An open-source evaluation framework for LLM apps — 'Pytest for LLMs' with ready-made metrics and CI integration.

open sourceevaluation
Updated Jun 3, 2026
evalstestingragopen-sourcepython

DeepEval is an open-source Python framework that brings unit-testing ergonomics to LLM evaluation. It ships research-backed metrics (G-Eval, faithfulness, answer relevancy, hallucination, RAG and agent metrics) you assert on like pytest, so eval becomes a CI gate instead of a vibe check.

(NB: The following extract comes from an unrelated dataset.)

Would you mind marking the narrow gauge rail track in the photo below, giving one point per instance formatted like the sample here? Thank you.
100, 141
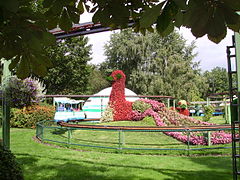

DeepEval is an open-source evaluation framework that makes testing an LLM application feel like writing unit tests. If you know pytest, you already know the shape: you write test cases with inputs and expected behavior, attach metrics, and assert that the scores clear a threshold — except the "assertions" are research-backed LLM metrics rather than exact-match checks.

It is aimed at engineers who want evaluation to be a repeatable, automatable gate rather than a one-off spreadsheet. DeepEval runs locally, integrates with CI, and pairs with the Confident AI platform if you want hosted dashboards and dataset management.

Highlights

  • Pytest-style API — define test cases, attach metrics, and assert_test; run the whole suite from the CLI or CI.
  • Ready-made metrics — G-Eval (LLM-as-judge with custom rubrics), faithfulness, answer relevancy, hallucination, plus RAG metrics (contextual precision/recall) and agent/tool-use metrics.
  • Custom metrics — define your own LLM-as-judge or deterministic metrics when the built-ins don't fit.
  • Synthetic data & datasets — generate test cases and manage evaluation datasets.
  • CI-native — fail a build when a metric regresses, so prompt or model changes are scored, not guessed.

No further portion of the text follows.